Cet idéalisme est présent tout au long de ses poèmes, s’agissant d’amour, de féminisme , de l’essence de la vie, de la nature , de la vie. Elle définit les concepts de liberté à travers son expérience de femme dans le poème « Libertad ».
Comme des chevaux qui guettent la liberté
éloignés du cavalier
Comme des bêtes sans domestiquer
sans jalousies, seulement des instincts.
Je me vois ainsi,
dansant avec les cheveux détachés,
éclairant mon propre chemin,
mettant ma propre play list.
Qu’arrivera-t-il ?
Peut-être pas grande chose,
peut-être que je ne gémirai plus,
que je ne crierai plus,
que je d Je me vois ainsi,
dansant avec les cheveux détachés,
éclairant mon propre chemin,
mettant ma propre play list.
Plutôt que de choisir un discours universel sur la liberté d’une femme, Maria José Reyes Diaz choisit l’image des animaux sans maître, sans domestication, une liberté par opposition à une quelconque domination.
Que nous lisions ses essais citoyens , ses poèmes ou bien que nous nous penchions sur son activité militante, la personne de Maria José Reyes Dias laisse une part de sa personne, partant du particulier. Son militantisme a soulevé des questions, des contradictions, des motivations , qui sont mis en lumières et des parts d’ombre qui sont présents dans sa poésie.
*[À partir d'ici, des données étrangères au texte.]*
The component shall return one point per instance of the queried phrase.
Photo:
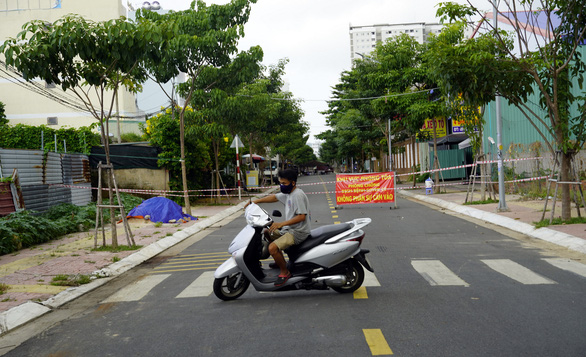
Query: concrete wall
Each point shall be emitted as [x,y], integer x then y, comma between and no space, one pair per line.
[26,107]
[144,179]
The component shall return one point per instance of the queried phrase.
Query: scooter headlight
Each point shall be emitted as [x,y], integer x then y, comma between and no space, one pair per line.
[253,219]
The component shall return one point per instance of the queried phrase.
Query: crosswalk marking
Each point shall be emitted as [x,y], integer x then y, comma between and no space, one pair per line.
[138,289]
[568,265]
[436,273]
[191,262]
[517,272]
[202,286]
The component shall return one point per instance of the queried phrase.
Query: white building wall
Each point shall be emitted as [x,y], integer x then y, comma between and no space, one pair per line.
[27,107]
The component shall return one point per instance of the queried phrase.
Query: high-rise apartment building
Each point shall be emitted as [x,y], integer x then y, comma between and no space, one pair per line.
[363,39]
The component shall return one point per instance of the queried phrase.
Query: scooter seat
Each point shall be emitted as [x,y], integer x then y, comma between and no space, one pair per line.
[318,236]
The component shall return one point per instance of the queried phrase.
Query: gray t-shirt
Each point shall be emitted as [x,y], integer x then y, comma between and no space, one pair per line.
[296,203]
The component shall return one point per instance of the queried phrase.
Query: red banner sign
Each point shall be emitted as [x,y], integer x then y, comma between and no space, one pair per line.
[365,188]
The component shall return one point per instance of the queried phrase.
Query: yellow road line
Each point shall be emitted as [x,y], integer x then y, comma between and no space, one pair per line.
[361,293]
[224,254]
[185,265]
[377,343]
[37,289]
[181,261]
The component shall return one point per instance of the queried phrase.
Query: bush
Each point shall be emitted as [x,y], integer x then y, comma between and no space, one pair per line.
[27,228]
[131,138]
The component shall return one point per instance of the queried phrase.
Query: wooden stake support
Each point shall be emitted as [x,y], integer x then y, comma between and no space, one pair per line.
[472,183]
[557,182]
[99,206]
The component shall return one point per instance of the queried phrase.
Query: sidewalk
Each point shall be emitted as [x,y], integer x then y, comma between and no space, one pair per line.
[29,272]
[520,217]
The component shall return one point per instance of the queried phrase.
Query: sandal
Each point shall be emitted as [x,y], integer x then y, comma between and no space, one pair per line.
[282,279]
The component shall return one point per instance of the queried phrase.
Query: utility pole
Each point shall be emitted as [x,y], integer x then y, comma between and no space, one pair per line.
[502,207]
[390,156]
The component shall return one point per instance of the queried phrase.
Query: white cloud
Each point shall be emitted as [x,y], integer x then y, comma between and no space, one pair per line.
[314,35]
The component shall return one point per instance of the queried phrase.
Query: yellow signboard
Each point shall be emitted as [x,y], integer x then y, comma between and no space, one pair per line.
[440,124]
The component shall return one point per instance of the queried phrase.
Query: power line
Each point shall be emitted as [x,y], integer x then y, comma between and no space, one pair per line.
[62,97]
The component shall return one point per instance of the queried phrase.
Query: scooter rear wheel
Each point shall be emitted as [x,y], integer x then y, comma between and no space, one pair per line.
[231,287]
[354,277]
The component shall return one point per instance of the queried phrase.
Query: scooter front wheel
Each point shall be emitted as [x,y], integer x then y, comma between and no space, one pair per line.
[231,287]
[354,277]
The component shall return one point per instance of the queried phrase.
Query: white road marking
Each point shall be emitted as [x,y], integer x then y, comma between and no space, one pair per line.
[138,289]
[517,272]
[568,265]
[370,279]
[202,286]
[436,273]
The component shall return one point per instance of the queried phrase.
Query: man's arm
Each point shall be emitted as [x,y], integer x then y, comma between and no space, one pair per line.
[266,199]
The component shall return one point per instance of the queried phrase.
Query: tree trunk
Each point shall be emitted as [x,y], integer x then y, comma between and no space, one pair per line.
[216,144]
[413,160]
[106,139]
[436,188]
[183,166]
[565,176]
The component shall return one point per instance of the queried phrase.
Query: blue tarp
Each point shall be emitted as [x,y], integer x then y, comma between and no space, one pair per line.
[160,209]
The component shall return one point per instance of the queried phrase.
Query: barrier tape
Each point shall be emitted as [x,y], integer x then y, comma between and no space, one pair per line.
[179,193]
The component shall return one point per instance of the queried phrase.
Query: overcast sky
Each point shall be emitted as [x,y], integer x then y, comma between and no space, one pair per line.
[314,36]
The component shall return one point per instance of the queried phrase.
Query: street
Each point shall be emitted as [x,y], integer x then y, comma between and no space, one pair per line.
[442,286]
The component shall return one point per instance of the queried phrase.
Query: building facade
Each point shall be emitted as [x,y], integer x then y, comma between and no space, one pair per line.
[40,103]
[363,39]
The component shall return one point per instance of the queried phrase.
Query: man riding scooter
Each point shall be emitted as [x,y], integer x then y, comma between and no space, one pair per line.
[296,227]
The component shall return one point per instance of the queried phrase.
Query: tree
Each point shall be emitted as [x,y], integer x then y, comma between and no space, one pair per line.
[200,37]
[3,120]
[517,64]
[91,59]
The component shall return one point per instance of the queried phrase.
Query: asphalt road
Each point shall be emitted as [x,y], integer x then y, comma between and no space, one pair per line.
[443,286]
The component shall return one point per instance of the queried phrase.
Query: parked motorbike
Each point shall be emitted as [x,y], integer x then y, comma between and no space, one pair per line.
[330,257]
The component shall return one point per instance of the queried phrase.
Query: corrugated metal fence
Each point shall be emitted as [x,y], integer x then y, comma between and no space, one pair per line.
[40,174]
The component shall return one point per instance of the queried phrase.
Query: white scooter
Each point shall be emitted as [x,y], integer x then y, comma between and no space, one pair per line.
[330,257]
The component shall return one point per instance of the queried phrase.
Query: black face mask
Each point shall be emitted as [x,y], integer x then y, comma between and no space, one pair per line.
[287,188]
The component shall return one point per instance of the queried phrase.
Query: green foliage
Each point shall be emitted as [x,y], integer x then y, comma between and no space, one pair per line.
[70,280]
[22,136]
[518,63]
[118,249]
[131,138]
[24,229]
[162,131]
[559,221]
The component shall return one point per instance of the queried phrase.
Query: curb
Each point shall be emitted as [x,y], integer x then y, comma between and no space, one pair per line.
[20,315]
[546,234]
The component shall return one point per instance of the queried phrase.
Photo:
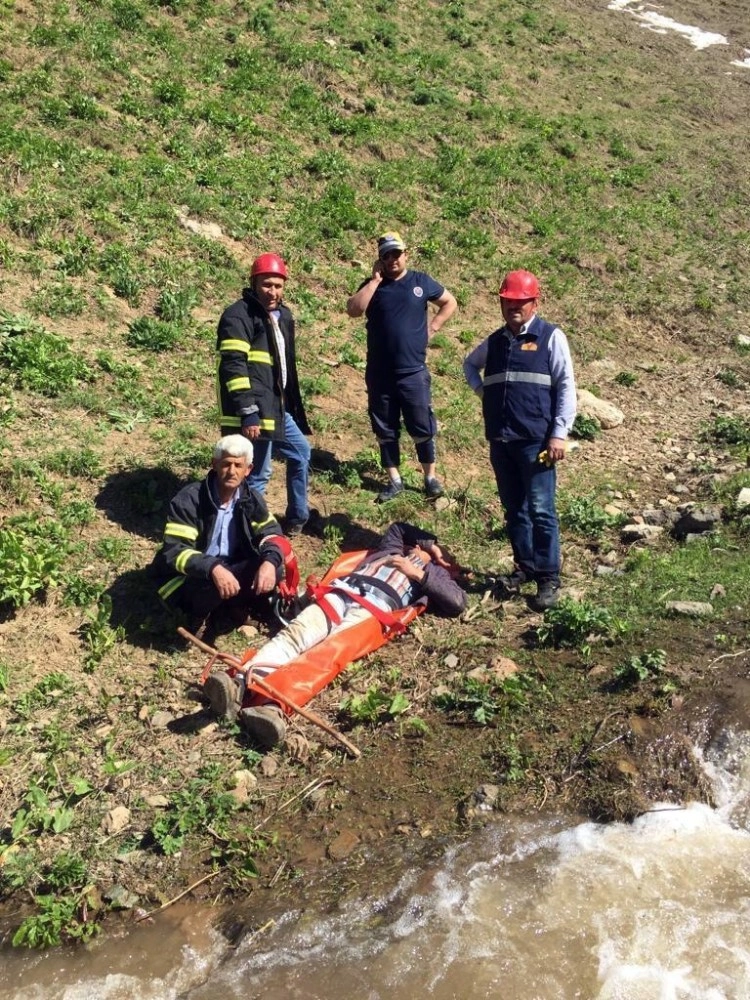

Ces trois alter ego, ont le féminisme comme dénominateur commun mais chacun arrive à se manifester dans des champs différents , l’essai pour la contestation et la dénonciation , la poésie pour soulever les contradictions et l’humanité et finalement la militante qui agit en dehors du discours et de la parole.
Cette parole reste assez discrète, dans un espace qui reste libre , un espace où l’on peut être politiquement incorrect, un espace où peuvent co-exister une citoyenne clitoridienne, une libellule et une militante.